Founded in 1981, the 3,500-member Metropolitan Firefighters represents the fire departments of Baltimore City, Baltimore County, Annapolis, Howard County and BWI. It raises about $200,000 annually for the Bayview Burn Center. It has purchased the center’s physical therapy lab equipment. It sponsors nurses and hospital staff who attend seminars and continuing education events and sends youngsters who have been burned to camp.

The events organized for this year’s World Burn Congress by the firefighters along with Bayview’s Burn Center and its Office of Public Affairs drew the society’s largest number of participants ever. Some 650 burn survivors, health care professionals and firefighters attended the three-day event, held at the Marriott Waterfront hotel. The annual gathering offers participants opportunities to share experiences and learn from one another.
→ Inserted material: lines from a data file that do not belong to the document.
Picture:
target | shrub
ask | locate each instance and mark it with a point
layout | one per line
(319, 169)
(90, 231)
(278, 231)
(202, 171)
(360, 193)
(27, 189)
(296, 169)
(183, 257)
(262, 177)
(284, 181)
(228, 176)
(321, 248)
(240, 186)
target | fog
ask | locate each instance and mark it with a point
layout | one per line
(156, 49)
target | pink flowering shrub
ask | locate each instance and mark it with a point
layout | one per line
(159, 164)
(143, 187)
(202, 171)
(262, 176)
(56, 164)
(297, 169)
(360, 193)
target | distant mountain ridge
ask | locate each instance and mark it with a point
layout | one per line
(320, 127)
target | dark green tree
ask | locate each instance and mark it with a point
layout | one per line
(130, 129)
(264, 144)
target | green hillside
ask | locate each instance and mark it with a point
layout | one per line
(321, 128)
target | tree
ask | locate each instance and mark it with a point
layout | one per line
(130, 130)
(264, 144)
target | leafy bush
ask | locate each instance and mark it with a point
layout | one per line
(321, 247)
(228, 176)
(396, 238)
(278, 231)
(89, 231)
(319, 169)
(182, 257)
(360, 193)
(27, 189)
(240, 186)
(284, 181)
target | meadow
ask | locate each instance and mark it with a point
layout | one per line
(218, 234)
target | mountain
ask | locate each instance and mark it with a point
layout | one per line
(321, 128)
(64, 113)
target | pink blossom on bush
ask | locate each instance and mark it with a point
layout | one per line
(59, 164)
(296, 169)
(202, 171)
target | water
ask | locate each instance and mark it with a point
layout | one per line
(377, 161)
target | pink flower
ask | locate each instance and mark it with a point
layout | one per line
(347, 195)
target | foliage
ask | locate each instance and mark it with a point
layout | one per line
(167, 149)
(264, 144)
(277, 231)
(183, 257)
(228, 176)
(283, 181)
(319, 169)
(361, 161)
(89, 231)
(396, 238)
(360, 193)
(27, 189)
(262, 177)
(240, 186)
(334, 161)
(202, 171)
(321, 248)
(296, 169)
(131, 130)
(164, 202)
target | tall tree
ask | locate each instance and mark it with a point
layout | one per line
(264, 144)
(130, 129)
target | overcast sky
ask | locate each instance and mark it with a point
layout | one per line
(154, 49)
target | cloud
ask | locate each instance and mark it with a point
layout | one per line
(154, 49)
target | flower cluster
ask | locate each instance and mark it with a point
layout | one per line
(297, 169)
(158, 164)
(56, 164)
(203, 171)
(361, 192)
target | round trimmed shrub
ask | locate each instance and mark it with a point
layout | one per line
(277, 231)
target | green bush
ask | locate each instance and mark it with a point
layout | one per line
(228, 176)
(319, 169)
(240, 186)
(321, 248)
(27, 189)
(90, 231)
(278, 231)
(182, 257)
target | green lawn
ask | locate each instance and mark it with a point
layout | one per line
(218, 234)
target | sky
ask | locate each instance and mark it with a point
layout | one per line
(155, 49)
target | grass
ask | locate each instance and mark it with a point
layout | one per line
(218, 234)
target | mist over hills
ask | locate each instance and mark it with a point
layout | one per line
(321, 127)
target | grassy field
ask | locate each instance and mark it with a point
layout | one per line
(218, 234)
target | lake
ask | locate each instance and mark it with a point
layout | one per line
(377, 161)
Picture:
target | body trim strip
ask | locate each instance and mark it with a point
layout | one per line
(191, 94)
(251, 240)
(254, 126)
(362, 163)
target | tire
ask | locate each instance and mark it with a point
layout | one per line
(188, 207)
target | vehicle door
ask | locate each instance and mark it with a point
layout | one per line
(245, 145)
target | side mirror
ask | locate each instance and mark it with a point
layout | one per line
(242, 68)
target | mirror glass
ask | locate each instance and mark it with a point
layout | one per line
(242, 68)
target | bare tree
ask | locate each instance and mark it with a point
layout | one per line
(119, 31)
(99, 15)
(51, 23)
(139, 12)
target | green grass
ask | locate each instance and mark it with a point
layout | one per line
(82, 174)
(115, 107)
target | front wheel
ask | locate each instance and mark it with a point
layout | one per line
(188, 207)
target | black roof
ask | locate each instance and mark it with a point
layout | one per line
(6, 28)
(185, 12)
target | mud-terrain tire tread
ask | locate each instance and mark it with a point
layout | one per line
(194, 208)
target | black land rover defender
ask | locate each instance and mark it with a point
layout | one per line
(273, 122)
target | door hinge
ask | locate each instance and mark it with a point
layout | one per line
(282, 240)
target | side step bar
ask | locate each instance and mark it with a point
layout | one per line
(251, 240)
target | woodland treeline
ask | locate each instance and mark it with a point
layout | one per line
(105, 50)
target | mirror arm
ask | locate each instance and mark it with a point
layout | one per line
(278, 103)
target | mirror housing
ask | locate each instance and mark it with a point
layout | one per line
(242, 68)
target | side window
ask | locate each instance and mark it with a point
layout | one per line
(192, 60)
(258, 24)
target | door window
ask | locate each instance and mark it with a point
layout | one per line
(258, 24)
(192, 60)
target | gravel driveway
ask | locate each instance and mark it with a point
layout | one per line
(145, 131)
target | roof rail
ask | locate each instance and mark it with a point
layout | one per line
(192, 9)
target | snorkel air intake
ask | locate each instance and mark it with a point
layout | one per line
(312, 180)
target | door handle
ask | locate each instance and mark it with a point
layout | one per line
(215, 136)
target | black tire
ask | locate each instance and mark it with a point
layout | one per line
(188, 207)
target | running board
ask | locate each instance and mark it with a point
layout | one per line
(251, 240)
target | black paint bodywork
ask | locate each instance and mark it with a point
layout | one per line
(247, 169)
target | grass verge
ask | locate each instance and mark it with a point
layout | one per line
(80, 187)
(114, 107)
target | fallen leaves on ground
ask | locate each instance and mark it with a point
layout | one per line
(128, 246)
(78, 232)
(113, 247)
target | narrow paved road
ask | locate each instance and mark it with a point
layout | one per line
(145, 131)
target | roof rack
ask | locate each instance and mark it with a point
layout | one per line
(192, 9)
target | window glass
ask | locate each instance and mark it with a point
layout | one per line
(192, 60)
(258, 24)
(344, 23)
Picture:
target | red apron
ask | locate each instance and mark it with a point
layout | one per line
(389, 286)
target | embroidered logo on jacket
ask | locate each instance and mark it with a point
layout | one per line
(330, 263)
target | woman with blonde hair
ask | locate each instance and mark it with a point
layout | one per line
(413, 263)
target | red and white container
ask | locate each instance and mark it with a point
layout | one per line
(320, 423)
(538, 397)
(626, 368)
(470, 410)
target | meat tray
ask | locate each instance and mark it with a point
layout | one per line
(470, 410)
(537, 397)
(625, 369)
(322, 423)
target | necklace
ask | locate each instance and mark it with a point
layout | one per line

Bayview’s Bob Spence with burn survivors.
One workshop for burn survivors and health care workers was conducted by Barbara Kammerer Quayle, director of the California-based BEST (Behavioral Enhancement Skills Training) program. A former grade school teacher, she suffered severe burns in an auto accident. At the behest of Robert Spence, director of Bayview’s Center for Burn Reconstruction, she has trained Bayview staff on how to prepare patients to deal with the distressing questions, stares and comments prompted by their post-burn appearance.

“What happened to your face?” Burn survivors learned in the workshop that rude questions like these should receive confident, rehearsed responses: “I was in an accident and appreciate you inquiry, but I don’t wish to discuss it right now.”

Quayle also praised the region’s firefighters. “They have an extraordinary commitment to helping burn survivors in every phase of their recovery,” she said. “I think people take it for granted in this community, but having firefighters supporting a burn center is not as commonplace as you might think.”

“There are a lot of burn centers that have no relationship with their firefighters whatsoever,” added Tom McLhinney, a 31-year veteran of the Baltimore City Fire Department, president of the Metropolitan Firefighter’s Burn Center Fund and a member of Bayview’s Community Relations Office. He is encouraging similar collaborations in other states.

McLhinney said the firefighters’ commitment to Bayview’s Burn Center stems from their enduring concern about the people they rescue, as well as self-interest. “Quite a few of our members get burned. You hate to say you’re looking out for yourself, but we want the Burn Center to have the finest equipment and people possible in case we ever need it,” said McLhinney. “We’re the first ones to see the burn survivors. We want to know what happens to them.”

“It’s like reading a book without a last chapter,” said Ron “Yogi” Schreiber, treasurer of the Metropolitan Firefighters and a 24-year veteran of the Baltimore County Fire Department. “You never know how the story ends.”

“I tell burn survivors that every one of them is the last chapter in that book for firefighters somewhere. People often ask me, ‘Why do you guys run into burning buildings?’ Meeting survivors here at the World Burn Congress reminds us of why we take the risks we do.”